Le deuxième volet porte sur la conception concrète du futur système de suivi. Le futur prestataire devra proposer une feuille de route nationale intégrant des outils avancés comme les systèmes d’information géographique, l’imagerie satellite, l’intelligence artificielle, l’analyse de données massives et des solutions de modélisation pour suivre plus précisément les flux de transport et leurs impacts.
Le futur dispositif devra notamment mesurer la pollution de l’air liée à la circulation, les émissions carbone, l’évolution de l’occupation des sols, la consommation énergétique ainsi que les effets territoriaux des politiques de mobilité.
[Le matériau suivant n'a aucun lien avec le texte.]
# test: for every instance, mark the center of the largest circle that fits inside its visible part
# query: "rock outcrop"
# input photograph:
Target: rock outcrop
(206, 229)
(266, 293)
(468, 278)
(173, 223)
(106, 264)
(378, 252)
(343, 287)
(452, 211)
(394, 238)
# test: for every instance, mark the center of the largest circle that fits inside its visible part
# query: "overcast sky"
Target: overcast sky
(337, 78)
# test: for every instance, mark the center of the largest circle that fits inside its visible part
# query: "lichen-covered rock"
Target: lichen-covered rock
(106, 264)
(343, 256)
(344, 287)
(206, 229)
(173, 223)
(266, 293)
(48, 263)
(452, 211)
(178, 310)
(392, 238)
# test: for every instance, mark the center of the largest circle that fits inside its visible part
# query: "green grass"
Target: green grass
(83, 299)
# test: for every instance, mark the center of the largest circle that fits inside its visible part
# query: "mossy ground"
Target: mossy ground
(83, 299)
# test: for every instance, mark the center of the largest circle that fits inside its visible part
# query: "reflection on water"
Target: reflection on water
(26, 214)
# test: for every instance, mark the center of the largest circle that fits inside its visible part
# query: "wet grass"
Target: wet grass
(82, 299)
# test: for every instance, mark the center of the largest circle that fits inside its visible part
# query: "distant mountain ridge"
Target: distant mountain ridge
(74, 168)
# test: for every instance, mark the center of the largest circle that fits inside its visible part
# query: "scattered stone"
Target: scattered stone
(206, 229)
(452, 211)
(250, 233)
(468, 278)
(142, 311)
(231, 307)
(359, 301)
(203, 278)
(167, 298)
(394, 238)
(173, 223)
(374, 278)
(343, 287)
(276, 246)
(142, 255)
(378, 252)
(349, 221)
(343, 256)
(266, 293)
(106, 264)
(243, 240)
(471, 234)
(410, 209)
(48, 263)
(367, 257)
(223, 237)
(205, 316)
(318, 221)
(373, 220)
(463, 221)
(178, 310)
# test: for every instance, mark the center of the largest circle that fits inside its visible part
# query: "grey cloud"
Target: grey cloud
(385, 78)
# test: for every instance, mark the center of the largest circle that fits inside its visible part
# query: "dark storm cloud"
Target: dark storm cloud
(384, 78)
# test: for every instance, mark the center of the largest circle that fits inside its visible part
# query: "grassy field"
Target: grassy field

Rabat servira de terrain pilote pour tester ce dispositif, notamment sur les questions d’infrastructures, d’impacts environnementaux et de projections territoriales. La mission doit démarrer le 27 mai pour s’achever fin décembre 2026.
Au-delà de son aspect technique, ce projet traduit une évolution plus profonde : la mobilité n’est plus seulement pensée comme une question d’infrastructures, mais comme un enjeu environnemental, social et économique qui exige désormais des outils de pilotage beaucoup plus précis.